As it is patient-specific, CAR-T cell therapy is very costly to produce, whereas Glycostem can produce naked NK cells for between five and eight patients receiving oNKord or 25–40 patients receiving CAR-NK from a single umbilical cord.
In 2 years, that patient number should rise to between 15 and 20 patients on oNKord or 75–100 patients on CAR-NK, meaning the cost per patient will drop dramatically. The NK cells are very pure, containing hardly any measurable T or B cells, which frequently play a role in the side effects and mortality associated with allogeneic stem cell therapy.
The phase 1 clinical trial of oNKord also showed that matching on human leukocyte antigen (HLA) and killer cell immunoglobulin-like receptor (KIR) is not necessary with oNKord.

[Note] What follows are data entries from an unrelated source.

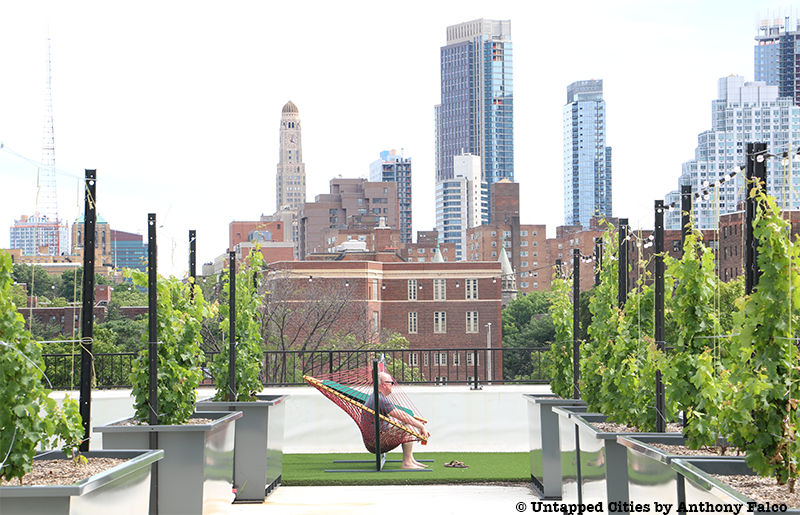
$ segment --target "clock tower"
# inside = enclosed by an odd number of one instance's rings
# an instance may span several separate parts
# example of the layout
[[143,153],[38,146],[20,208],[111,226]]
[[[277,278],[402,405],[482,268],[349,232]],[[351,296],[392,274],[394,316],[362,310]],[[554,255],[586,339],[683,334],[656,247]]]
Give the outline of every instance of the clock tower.
[[300,112],[291,100],[281,110],[280,149],[275,210],[297,210],[306,201],[306,165],[303,164]]

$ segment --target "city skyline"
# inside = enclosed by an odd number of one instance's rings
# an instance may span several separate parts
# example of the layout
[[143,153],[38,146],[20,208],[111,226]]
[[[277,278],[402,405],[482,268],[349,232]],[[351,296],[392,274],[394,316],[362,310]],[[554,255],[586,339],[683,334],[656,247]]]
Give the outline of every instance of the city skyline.
[[[448,26],[481,18],[513,25],[514,178],[526,199],[523,223],[546,224],[548,236],[563,223],[560,120],[568,84],[604,79],[614,106],[614,216],[651,228],[653,200],[675,189],[697,135],[710,126],[716,81],[754,80],[752,2],[214,7],[6,7],[0,44],[10,49],[4,72],[11,80],[0,85],[0,223],[9,227],[35,210],[36,166],[14,153],[34,163],[42,153],[47,23],[60,217],[77,218],[83,170],[96,168],[99,213],[114,228],[141,234],[147,213],[157,213],[160,271],[176,275],[187,268],[188,229],[198,231],[202,263],[227,248],[231,221],[275,212],[275,143],[289,100],[302,110],[307,200],[339,174],[365,176],[377,152],[397,148],[414,162],[413,233],[433,229],[432,106],[440,102]],[[355,16],[362,23],[353,65],[346,45],[328,42],[341,39]],[[647,102],[669,109],[642,121]]]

“If you have to match on HLA and KIR, you need a large number of batches in order to match all the HLA variations in any population. Our NK cells have very little expression of KIR on the surface, so KIR matching is not something that needs to be considered,” concluded Jordansen.
This means that oNKord cells can be held in Glycostem’s biobank and shipped to any patient anywhere in the world, or held in hospitals. Glycostem is open to developing collaborations and has a strategy that enables partnerships to develop combination therapies or second-generation products.